Город Мирона Мироныча хотя и был из очень хорошо запрятанных в лесные дебри, однако ж к осени пятнадцатого года дохлестнули и до него беженцы из Галиции, из Польши, из Белоруссии, и на улицах зазвучала речь, до того совершенно неслыханная для четы Гуржиных, и появились непривычные для глаз черные вздутые муаровые картузы, смушковые высокие шапки, белые войлочные шляпы и много всякого, - и в городе стало заметно теснее. Замелькали и команды пленных австрийцев...
- Была я на кладбище, - рассказывала Феона Петровна мужу, - мамашу поминала, как ей теперь ровно двенадцать лет смерти, и стоит там один хохол, - дите похоронил, - стоит и сам ругается: дорого с него взяли - пять рублей могилку детскую выкопать... "А ты, говорю ему, дядя, взял бы да сам выкопал, как ты с землей обращаться умеешь..." А он на меня как гаркнет: "Хиба ж у нас от така земля?.. Я на цию зэмлю и плювати нэ хочу!.." Вот они какие беженцы называются!
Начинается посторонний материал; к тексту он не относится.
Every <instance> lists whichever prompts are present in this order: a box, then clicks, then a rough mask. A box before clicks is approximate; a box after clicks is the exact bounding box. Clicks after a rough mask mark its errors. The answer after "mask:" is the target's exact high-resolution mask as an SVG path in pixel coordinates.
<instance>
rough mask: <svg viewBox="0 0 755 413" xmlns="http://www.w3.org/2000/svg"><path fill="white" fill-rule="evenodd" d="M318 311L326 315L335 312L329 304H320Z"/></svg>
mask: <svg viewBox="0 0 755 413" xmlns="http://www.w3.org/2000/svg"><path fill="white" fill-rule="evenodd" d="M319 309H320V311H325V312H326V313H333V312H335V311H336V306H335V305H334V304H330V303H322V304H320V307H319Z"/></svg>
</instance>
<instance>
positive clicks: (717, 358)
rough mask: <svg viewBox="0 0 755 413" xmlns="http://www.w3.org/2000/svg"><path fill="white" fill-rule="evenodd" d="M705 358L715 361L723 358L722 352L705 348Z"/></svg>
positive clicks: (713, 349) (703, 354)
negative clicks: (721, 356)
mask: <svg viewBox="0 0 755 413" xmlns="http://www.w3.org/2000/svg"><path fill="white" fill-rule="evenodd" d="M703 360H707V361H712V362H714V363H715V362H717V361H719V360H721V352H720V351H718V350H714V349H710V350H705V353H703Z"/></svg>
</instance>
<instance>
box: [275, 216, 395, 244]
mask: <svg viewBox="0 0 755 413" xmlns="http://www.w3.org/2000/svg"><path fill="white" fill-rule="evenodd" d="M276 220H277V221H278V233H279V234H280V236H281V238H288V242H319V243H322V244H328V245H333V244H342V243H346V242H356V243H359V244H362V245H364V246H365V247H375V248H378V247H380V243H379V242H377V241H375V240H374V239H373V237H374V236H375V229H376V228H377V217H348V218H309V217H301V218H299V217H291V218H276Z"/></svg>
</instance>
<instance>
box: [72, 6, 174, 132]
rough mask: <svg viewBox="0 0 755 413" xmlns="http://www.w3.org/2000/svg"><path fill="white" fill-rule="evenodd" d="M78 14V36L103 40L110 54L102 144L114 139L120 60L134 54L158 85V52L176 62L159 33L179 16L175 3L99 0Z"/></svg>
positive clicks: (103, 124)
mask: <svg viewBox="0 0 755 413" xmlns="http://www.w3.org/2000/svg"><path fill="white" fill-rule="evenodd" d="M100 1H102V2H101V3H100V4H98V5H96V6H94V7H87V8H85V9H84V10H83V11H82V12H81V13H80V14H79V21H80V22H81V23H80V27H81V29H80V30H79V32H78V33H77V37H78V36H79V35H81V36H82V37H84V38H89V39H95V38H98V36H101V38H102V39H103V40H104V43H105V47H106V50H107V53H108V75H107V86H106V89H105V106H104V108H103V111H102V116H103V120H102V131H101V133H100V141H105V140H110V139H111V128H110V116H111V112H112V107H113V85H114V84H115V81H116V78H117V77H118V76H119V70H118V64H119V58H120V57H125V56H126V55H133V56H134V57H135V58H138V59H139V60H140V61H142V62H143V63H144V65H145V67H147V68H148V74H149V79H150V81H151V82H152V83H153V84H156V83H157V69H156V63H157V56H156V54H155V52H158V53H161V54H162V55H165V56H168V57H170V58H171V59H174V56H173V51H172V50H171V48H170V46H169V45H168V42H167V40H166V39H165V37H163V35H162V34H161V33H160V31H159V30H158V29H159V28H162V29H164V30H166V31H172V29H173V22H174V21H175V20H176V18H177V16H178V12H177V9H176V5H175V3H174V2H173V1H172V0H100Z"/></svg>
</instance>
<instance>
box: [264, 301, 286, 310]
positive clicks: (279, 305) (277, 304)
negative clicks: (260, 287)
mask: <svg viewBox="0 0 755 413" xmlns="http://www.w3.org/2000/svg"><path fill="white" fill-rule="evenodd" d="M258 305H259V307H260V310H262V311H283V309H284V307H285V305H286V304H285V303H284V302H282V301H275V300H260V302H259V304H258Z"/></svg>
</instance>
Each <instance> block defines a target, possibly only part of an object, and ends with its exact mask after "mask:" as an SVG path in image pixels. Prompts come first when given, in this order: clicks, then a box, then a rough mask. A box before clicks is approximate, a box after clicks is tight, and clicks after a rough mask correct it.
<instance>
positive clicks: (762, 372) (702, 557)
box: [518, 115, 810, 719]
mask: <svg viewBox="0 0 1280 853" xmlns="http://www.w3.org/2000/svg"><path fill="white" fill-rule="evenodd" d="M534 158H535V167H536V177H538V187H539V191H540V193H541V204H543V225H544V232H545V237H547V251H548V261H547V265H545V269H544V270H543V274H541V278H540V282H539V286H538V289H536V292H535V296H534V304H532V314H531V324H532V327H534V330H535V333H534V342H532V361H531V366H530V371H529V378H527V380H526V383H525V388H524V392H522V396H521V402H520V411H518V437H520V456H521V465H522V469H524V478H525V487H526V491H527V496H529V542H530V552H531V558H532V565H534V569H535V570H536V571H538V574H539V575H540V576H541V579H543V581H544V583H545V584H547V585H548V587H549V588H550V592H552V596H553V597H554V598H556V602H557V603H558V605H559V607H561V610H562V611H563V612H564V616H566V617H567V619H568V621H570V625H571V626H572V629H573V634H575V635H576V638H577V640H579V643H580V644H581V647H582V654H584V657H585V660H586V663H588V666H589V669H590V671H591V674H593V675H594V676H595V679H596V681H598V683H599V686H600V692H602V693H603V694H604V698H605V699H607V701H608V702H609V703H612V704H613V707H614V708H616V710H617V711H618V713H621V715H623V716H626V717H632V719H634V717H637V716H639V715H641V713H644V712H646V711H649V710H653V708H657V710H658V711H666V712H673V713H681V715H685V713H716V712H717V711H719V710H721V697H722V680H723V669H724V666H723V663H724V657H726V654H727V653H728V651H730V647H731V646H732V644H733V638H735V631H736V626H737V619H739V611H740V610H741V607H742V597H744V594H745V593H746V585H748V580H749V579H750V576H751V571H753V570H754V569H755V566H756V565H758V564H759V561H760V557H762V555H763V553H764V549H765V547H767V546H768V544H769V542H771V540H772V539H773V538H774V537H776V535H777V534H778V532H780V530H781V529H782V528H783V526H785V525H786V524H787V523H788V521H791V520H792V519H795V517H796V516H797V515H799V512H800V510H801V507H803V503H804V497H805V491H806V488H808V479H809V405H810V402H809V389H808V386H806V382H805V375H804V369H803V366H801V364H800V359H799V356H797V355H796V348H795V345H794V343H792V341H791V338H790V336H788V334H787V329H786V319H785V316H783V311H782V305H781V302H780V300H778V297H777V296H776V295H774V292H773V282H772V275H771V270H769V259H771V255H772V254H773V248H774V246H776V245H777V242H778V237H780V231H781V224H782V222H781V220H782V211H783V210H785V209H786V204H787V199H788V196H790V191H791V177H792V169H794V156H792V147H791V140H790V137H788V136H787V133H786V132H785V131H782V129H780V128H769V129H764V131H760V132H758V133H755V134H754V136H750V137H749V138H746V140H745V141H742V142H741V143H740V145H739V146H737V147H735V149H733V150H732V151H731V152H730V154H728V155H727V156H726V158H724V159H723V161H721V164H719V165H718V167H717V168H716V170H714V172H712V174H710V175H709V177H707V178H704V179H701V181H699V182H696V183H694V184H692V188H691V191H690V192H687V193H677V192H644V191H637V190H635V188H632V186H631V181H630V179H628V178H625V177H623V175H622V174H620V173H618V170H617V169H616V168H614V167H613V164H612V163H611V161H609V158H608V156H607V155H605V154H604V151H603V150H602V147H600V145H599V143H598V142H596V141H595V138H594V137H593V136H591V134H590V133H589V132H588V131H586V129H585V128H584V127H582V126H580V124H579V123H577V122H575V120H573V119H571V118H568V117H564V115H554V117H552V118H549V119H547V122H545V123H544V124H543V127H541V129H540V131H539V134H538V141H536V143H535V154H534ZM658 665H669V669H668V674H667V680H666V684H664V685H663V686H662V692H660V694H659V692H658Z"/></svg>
А Мирон Мироныч говорил опасливо:
- Нынче к нам еще двое поляков наниматься приходили, чтобы в конторе писать... Каждый день ходят! Каждый день ходят!.. Теперь за место всеми зубами держись, а то возьмут и вырвут!.. Август Эрнестыч приказал себя Антоном Эрастычем звать... Говорит будто это - одно и то же... Мы зовем Антон Эрастыч, - что ж... Язык не отвалится... И прежде явственно он подписывался Кесслер, а теперь по подписи как будто Киселев он выходит... Русскую рубашку с косым воротом и петушками вышитую надел...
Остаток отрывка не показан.